Schuler glanced back at the Horseman, who’d managed to stand and was pressed up against the invisible barrier. I felt the Horseman’s anguish and his fury at Schuler.
“The Horseman shouldn’t exist at all, you know,” Schuler said. “He was only a story that Brom made up, and then the people of the Hollow started to believe it. The people of the Hollow will believe anything, and their belief willed him into being.”
“But he’s not like Brom’s story. He’s not a headless Hessian.”
“He was, for a time. But then you came along and changed him, changed everything. You didn’t think he was a headless Horseman and therefore he wasn’t. You thought he was your protector, and therefore he was. And you did it without even knowing what you were doing, without realizing you had the power to do it. That was my own fault. I should have realized what could happen with my blood in you. I was so certain Bendix would have a son, you see. All the Van Brunts had sons, always. Sometimes they had daughters as the third or fourth child, but never the first. I’d wanted a boy, needed a boy to mold. It seemed such a fine idea to root my blood in some tree, to see how it would manifest. But then my weak human wife made a daughter, a talentless little nothing like herself. Then there was you. I was sure you’d be like Fenna, so I didn’t bother with you. That was my mistake. I should have known that blood will out, always.”
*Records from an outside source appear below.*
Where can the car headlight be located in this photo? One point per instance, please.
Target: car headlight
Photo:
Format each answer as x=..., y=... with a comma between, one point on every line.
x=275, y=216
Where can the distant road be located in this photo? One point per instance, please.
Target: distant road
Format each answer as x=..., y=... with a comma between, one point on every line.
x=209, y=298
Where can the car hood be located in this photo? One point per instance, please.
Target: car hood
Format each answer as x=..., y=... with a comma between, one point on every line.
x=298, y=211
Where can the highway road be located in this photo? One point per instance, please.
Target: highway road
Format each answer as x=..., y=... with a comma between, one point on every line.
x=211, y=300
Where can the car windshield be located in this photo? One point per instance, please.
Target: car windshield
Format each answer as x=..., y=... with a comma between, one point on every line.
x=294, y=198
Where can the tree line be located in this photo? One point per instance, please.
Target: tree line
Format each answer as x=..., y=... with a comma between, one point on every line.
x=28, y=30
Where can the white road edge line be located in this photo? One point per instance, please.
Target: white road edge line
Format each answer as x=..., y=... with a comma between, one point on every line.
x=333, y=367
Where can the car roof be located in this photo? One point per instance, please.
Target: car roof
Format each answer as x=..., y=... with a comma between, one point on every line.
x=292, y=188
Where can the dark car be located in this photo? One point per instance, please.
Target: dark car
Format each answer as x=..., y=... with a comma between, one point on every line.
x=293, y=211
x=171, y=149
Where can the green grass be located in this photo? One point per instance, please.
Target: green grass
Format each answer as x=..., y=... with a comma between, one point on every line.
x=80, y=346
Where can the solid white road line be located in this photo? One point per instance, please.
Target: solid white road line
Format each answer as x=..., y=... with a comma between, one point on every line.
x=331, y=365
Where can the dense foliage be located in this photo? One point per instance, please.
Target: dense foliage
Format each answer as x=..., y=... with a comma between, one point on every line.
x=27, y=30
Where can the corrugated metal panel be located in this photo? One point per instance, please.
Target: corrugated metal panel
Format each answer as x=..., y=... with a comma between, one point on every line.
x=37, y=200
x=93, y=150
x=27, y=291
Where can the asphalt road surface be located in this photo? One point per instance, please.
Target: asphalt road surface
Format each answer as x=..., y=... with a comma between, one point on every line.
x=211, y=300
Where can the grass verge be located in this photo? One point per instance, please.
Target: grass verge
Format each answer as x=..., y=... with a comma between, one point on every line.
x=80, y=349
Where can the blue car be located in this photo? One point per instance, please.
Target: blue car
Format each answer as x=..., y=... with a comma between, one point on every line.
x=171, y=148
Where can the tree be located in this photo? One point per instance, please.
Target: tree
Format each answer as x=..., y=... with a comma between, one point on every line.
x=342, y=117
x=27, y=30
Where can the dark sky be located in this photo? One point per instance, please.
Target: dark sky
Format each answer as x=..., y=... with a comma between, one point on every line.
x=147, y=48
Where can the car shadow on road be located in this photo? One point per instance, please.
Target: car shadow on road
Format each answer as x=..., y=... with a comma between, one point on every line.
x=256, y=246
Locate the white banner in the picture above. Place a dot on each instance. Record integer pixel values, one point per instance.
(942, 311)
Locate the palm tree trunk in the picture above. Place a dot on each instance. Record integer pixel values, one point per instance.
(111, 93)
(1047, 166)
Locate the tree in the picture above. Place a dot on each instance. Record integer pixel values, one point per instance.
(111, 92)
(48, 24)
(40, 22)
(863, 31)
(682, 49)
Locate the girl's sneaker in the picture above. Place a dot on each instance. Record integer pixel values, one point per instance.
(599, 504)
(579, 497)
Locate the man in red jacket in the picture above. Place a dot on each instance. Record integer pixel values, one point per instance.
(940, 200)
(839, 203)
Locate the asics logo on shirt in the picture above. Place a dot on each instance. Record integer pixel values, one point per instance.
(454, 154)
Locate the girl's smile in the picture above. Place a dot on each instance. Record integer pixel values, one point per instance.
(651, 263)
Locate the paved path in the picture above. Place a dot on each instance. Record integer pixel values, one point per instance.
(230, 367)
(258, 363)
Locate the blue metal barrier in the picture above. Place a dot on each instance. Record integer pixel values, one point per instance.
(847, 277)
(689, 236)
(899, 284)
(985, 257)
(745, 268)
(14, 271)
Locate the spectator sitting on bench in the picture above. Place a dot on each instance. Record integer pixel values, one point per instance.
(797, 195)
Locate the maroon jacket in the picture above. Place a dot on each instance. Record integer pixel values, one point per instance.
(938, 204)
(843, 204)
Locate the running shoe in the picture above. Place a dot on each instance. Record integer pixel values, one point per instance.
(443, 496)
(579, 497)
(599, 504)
Blood. Schuler’s blood. Schuler’s blood in my body. Of course. Of course. That’s the answer. Blood is always the answer. I just need to get closer to the Horseman’s prison.
I inched sideways, trying to make it look as though my movement was just natural repellence, that I was only moving away because I didn’t want to be near him. I needed to keep him talking, keep him thinking about his wonderful plot so he wouldn’t notice.
Once I free the Horseman we can rid the world of Schuler de Jaager, and then we can ride away together. That is where I belong, where I’ve always belonged. I should have left with him years ago. Brom might be alive if I had.
“I don’t understand. Why did you do any of this? Why change Crane into a monster? Why torment Brom? Why kill my father, let your own daughter die? What is it that you want from us?” I made the last line a plaintive wail, certain Schuler would interpret it as weakness.
I am not weak. I’m a Van Brunt, and I can win. Van Brunts always win. I won’t let him win.
Schuler laughed again, and his eyes flared flame-red. “Want from you? You overestimate your own importance. Yes, the Van Brunts have been a special project of mine, but the whole village has been my plaything from the start. It’s in my nature, as I said.”
“I don’t understand,” I said. I was nearly there. In a few moments I would be able to reach out and touch the barrier.
“There are many things you don’t understand, and couldn’t begin to. The world doesn’t always have reasons. Sometimes terrible things happen without justification, or simply because someone wants them to happen.”
His form shifted as I watched, grew larger with each passing moment. The skin of the old man fell away, and something unfolded from inside it, something huge and horned, something made of flame and darkness. Something I could only call a demon. It was the only word that I had, the only way my brain could make sense of what it was seeing.
Katrina had always tried to instill in me a sense of respect for the greater power of the universe, dragging me (and Brom, who no more wanted to be there than I did) to church services every Sunday, reminding me to say my prayers before bed. But I’d never really believed in God. In the Hollow it was easy to believe in ghosts and goblins, in haunted woods, in the Headless Horseman, but somehow a benevolent deity seemed impossible.
As I watched Schuler de Jaager reveal his true self at last, I had to face the possibility that Katrina and the earnest reverend might have been right. Surely such terrible things couldn’t exist in the world without some counterpoint. Surely there had to be someone good watching over us. There had to be hope.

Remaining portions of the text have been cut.